Il est difficile de porter un jugement sur le printemps arabe et son prolongement en se prémunissant de deux écueils qui nous sont pourtant familiers : la tentation téléologique, d’une part, qui consiste à penser que le progrès démocratique est inéluctable, parce qu’il coïncide avec le désir, proprement humain, de liberté ; et européocentriste, d’autre part, c’est-à-dire notre propension à penser l’histoire du monde comme une répétition de l’histoire européenne.
Alors, à cet égard, il est difficile de ne pas nous souvenir que notre propre révolution française a mis près de 81 ans avant d’aboutir à une République pérenne. Bien sûr, cela ne dit rien du débouché politique que trouveront les mobilisations massives des égyptiens (on parle de 14 à 17 millions de manifestants, 22 millions auraient signé la pétition du collectif « Tamarod » contre 13 millions d’électeurs lors de la Présidentielle) réclamant la démission de Mohamed Morsi. Mais nous pouvons, je pense, saluer cette jeunesse égyptienne qui ne transige ni avec l’exigence démocratique, ni avec la volonté de trouver des réponses concrètes à ses problèmes économiques et sociaux.

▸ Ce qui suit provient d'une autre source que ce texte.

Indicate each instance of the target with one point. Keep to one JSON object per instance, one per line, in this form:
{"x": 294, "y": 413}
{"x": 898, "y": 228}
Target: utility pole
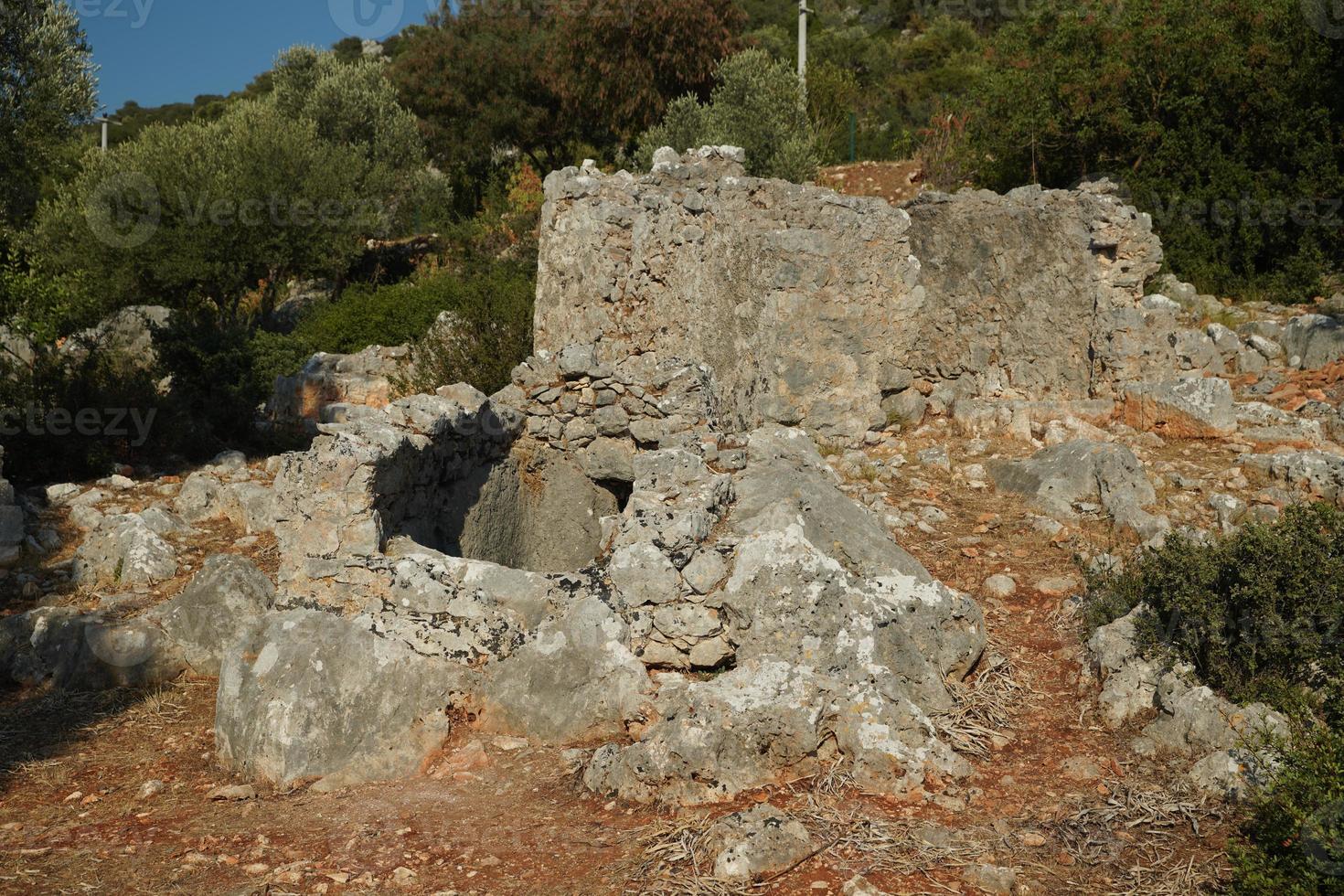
{"x": 803, "y": 43}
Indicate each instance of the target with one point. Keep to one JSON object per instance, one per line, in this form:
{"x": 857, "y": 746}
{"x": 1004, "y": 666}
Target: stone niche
{"x": 529, "y": 509}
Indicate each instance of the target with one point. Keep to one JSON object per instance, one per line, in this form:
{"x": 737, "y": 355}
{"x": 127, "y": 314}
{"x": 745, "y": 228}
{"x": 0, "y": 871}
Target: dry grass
{"x": 983, "y": 707}
{"x": 1144, "y": 832}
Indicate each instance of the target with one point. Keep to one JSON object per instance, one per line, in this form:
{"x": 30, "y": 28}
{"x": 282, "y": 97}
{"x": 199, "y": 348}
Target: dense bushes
{"x": 488, "y": 335}
{"x": 39, "y": 407}
{"x": 1260, "y": 614}
{"x": 1295, "y": 835}
{"x": 757, "y": 103}
{"x": 206, "y": 212}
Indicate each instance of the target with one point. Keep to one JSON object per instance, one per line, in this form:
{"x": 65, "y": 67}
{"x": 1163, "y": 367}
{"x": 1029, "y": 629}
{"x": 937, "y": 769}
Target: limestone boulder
{"x": 123, "y": 551}
{"x": 308, "y": 695}
{"x": 577, "y": 678}
{"x": 754, "y": 842}
{"x": 1313, "y": 340}
{"x": 1186, "y": 409}
{"x": 220, "y": 602}
{"x": 66, "y": 647}
{"x": 1083, "y": 472}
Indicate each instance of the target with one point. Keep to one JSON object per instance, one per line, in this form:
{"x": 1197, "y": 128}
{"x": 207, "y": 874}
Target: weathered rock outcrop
{"x": 814, "y": 306}
{"x": 1186, "y": 719}
{"x": 329, "y": 383}
{"x": 212, "y": 612}
{"x": 1085, "y": 475}
{"x": 309, "y": 695}
{"x": 538, "y": 552}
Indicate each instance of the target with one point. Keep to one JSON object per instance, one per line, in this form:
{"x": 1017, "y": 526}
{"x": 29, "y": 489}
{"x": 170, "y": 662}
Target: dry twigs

Cet acte II de la révolution égyptienne, et quelle qu’en soit l’issue, tend à faire mentir tous ceux qui expliquaient que les dictatures passées étaient le seul rempart possible contre l’intégrisme islamiste. De même, les partisans de la théorie du choc des civilisations, pour qui il était inéluctable que les révolutions débouchent sur la prise du pouvoir des islamistes, voient leurs certitudes mises à mal : les peuples arabes aspirent, comme les autres, à une meilleure prise en compte de leurs volontés et de leurs attentes.
Et c’est de cette double revendication que découle la mobilisation contre Mohamed Morsi, de même qu’elle est à l’origine de la révolution dite du 25 janvier 2011. En effet, d’après Khaled Daoud, principal leader de l’opposition, les Frères musulmans ont échoué à résorber la crise économique qui touche l’Egypte. Dans un pays fragilisé par des années de privatisations et de libéralisations de l’économie qui l’ont rendu très dépendant de l’aide internationale, des importations et du tourisme, la population accuse une inflation de près de 9% sur les denrées alimentaires et une croissante qui passe de 5,1 à 2,5% depuis la chute d’Hosni Moubarak.
Ce nouveau sursaut du peuple est donc une révolte pour conquérir son autonomie, pour reprendre la main sur son destin économique et politique. La jeunesse égyptienne n’entend plus se laisser confisquer sa souveraineté. Elle a mal supporté la remise en cause de certaines libertés au nom de la charia et la mainmise de plus en plus prégnante des Frères musulmans sur le pouvoir.
Si peu de choses rassemblent la révolution égyptienne et les mobilisations de la jeunesse brésilienne ou celle des jeunes Turcs, et sans tomber dans une analyse simpliste, il semble que ces affinités entre les revendications et les mobilisations démontrent une chose : la jeunesse est en éveil et elle semble déterminée à se battre pour sa liberté et pour ses droits.
Alors, il nous faut maintenant espérer que l’armée d’Egypte tienne ses promesses et rende le pouvoir au plus tôt. La prise du pouvoir par la force, dans quelle condition que ce soit, est très inquiétante. Pour répondre aux attentes exprimées, de nouvelles élections devraient être organisées rapidement pour ne pas laisser la situation s’enliser, les tensions s’exacerber. Aujourd’hui plus que jamais, l’Egypte nous démontre que la démocratie n’est jamais un acquis, c’est un combat perpétuel qui requière notre vigilance quotidienne.